Wraps with date and lentil spread and tahini sauce
Main courses 20'   clock 4   people


  • 4 wraps
  • ½ avocado, thinly sliced
  • 1 cooked red beetroot, thinly sliced
  • ½ mango (or apple), thinly sliced
  • Fresh salad or cabbage leaves
  • Fresh baby spinach
  • Fresh coriander and/or basil
  • Olive oil
  • 1 yellow courgette, sliced
  • 1 sweet red pepper, sliced into rings
  • Salt and pepper
  • 1 jar of Abinda Date and Lentil Spread
  • Tahini sauce:
    • 1 tbsp tahini (sesame paste)
    • Juice of ½ lemon
    • 1 tbsp maple syrup or honey
    • 4 tbsps soya cream
    • 1 piece of fresh ginger (2cm)
    • 1 tsp turmeric
Wraps with date and lentil spread and tahini sauce

Wraps with date and lentil spread and tahini sauce


Mix the sauce ingredients in a blender or food processor until the sauce is smooth.

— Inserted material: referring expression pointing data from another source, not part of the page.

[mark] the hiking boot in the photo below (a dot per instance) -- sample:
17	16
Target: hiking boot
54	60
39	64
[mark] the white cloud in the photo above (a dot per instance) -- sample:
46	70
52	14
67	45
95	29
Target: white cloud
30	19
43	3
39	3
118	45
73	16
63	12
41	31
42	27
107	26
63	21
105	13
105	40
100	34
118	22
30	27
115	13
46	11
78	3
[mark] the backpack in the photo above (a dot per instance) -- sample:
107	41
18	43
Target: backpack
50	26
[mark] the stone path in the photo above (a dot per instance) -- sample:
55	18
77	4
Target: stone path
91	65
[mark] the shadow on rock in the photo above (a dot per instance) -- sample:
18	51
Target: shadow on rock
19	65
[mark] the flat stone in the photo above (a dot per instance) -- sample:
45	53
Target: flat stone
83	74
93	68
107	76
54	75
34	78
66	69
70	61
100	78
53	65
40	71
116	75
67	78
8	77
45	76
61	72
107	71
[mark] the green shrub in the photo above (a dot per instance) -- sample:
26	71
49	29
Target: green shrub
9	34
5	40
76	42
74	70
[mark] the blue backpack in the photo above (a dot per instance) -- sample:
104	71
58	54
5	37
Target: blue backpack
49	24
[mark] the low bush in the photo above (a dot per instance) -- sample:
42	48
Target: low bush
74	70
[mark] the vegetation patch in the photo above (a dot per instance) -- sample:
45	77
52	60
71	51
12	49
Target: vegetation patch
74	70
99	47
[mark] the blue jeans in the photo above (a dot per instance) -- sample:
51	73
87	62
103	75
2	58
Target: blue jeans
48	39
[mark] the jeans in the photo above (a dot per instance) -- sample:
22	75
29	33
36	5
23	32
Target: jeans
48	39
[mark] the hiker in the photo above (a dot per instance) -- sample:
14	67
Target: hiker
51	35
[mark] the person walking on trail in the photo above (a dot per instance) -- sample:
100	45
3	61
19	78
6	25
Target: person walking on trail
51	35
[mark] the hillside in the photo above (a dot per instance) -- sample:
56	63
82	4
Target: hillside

  1. Grill the courgette and paprika rings in olive oil with a pinch of salt. Leave to cool.
  2. Spread 1 large tablespoon of date and lentil spread over the entire surface of the wrap.
  3. Place salad, a slice of courgette, red beetroot, mango, avocado, spinach and fresh herb on the wrap and drizzle sauce over the top.
  4. Roll up the wraps (in baking paper if you wish) and leave in the fridge for 30 minutes.